I didn’t know it at the time, but the town is in a county with a history of KKK members. The incident happened only a couple of weeks after I moved from Canada to America.
Prior to that, woke people claimed I would change my mind about America and critical race theory soon after I moved to Ohio. According to them, since racism is supposedly systemic and prevalent in America—a short walk by a black man in America, especially at midnight in MAGA country, is sure to attract racist white people.
However, I haven’t experienced racism in America. Not on that night and not on any other day.
The white man in the pickup truck didn’t stop next to me to harm me. He stopped next to me because he thought I needed help.
He didn’t yell what some might expect. Instead he yelled, “do you need a ride?”
He was offering me a ride because it was a cold, snowy night—he didn’t know I’m Canadian.
In fact, he didn’t know me at all. I was a stranger to him, probably the biggest stranger he could find that night in his town. I didn’t share his skin colour or even his nationality. But he kindly offered me a ride.
Of course, racism isn’t a myth. Slavery in America has been abolished. Segregation in America has been abolished. But racism can’t be abolished. Racism is perhaps more common than some people think.
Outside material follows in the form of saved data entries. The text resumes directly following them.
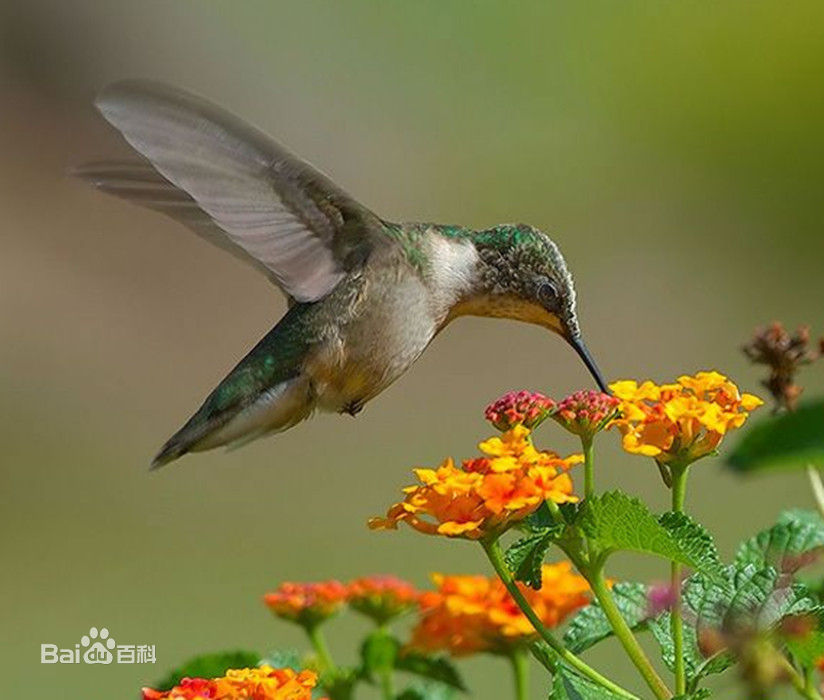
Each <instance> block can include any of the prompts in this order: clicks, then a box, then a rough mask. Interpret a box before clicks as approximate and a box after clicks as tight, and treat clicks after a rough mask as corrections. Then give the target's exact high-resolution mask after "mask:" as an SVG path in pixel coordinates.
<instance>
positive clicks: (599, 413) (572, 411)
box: [552, 389, 621, 439]
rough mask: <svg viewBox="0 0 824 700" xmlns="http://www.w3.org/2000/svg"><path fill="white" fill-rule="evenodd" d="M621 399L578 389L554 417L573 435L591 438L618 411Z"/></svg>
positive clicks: (602, 393)
mask: <svg viewBox="0 0 824 700" xmlns="http://www.w3.org/2000/svg"><path fill="white" fill-rule="evenodd" d="M620 405H621V401H620V400H619V399H617V398H615V397H614V396H610V395H609V394H604V393H602V392H600V391H594V390H591V389H590V390H584V391H576V392H575V393H574V394H570V395H569V396H567V397H566V398H565V399H563V400H562V401H561V402H560V403H559V404H558V405H557V407H556V409H555V411H554V412H553V413H552V418H553V419H554V420H555V422H556V423H558V424H559V425H560V426H561V427H563V428H565V429H566V430H568V431H569V432H570V433H572V434H573V435H578V436H579V437H583V438H589V439H591V438H592V436H593V435H595V434H596V433H598V432H600V431H601V430H603V429H604V428H605V427H606V426H607V424H608V423H609V422H610V420H611V419H612V418H614V417H615V415H616V414H617V413H618V409H619V407H620Z"/></svg>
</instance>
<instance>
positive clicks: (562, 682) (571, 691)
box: [549, 664, 621, 700]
That white man’s kindness doesn’t eliminate other people’s real experiences with racism. I haven’t experienced racism at all since I moved to America, but that doesn’t mean other people haven’t experienced it over the last year or over their lifetime.
In fact, I visited the site of the white supremacist mass shooting in Buffalo last summer with my friend Mark Hamilton, the pastor of Faithful Stones Church—the church is just steps away from the scene of the crime.
Nevertheless, whether it’s in MAGA country in Ohio, inner-city Buffalo, Appalachian small towns, or rural towns in Kentucky or Georgia—I haven’t experienced racism in America.
It’s interesting, my white wife and I have received disapproving looks by other black people in Toronto, Canada. However, though we’ve held hands in rural towns in states where interracial marriages were illegal just decades ago: we haven’t received a single disapproving reaction.
Racism isn’t nearly as common in America as woke people claim it is. In fact, America seems to be even less racist than I thought it was.
This doesn’t mean I won’t experience racism in America. I’m sure I will. I experienced racism in Canada, so why wouldn’t I experience it in America? Racism can become less common, but it’ll never be canceled—not until Christ returns.
But as of right now, after just over a year of living in America, I haven’t experienced racism.